Have You Warned Your Kids About Sexting?

Have You Warned Your Kids About Sexting?

‘Sexting’. It may seem harmless enough, but when you think about children, and the popularity and prevalence of the internet and mobile devices these days, it becomes much more of a thorny subject. This post looks at where sexting lies under criminal law.

What is sexting?

Sexting is when the internet or mobile devices are used to transmit nude or racy photos, usually of the person sending the message.

Is it a crime?

If the people involved are under 18, or the purpose of the sexting is to harass, then it can be.

Is sexting child pornography?

If the subject of the photo is under 18, sexting can be regarded as child pornography, and if the recipient is a child, it can be regarded as an ‘indecent act’.

What is child pornography?

The photo can be considered child pornography if it depicts a sexy pose or act, or shows a child in the presence of an adult performing a sexual pose or act.

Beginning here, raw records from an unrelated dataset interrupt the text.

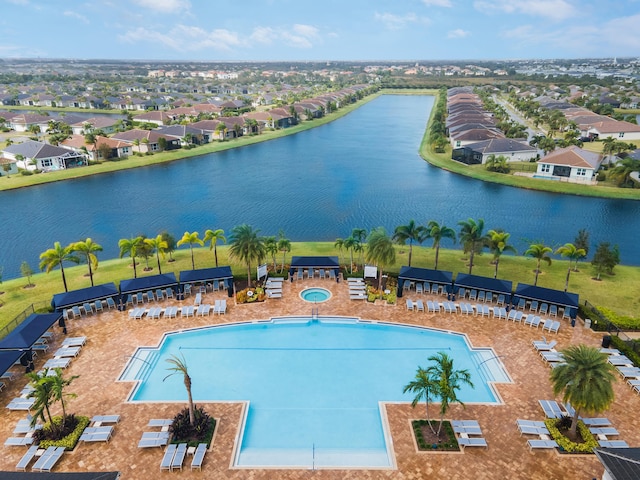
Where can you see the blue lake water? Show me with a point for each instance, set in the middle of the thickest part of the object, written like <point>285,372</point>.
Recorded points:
<point>361,171</point>
<point>314,387</point>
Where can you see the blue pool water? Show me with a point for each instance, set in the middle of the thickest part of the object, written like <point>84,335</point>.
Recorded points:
<point>313,387</point>
<point>315,295</point>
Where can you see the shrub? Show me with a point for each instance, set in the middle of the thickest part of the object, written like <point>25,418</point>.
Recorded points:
<point>50,435</point>
<point>589,442</point>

Of course, when private parts are depicted this can, of course, be child pornography. However, a nude baby in a bath tub or on the beach is not child pornography unless it is offensive to the average person.

Child pornography is illegal for the person taking the photo and the one receiving it – even if you’re the recipient of a shared image. Even if you know the person depicted is 18, it can still be considered child pornography if they look under 18.

What if you’re under 18?

If you’re under 18, it is not illegal to take a photo of yourself, unless that ‘sexy’ photo shows you with someone more than two years younger or older than you, or depicts a crime such as underage sex or assault.

What are the penalties?

The penalties for child pornography are serious, with jail terms of up to 15 years and being mandatorily placed on the sex offender register.

However, because child porn penalties are not always appropriate for sexting, especially for young people, police and prosecutors can pursue less serious charges, such as warnings and school interventions. It’s important to warn your kids about the potential repercussions before they press send on an image!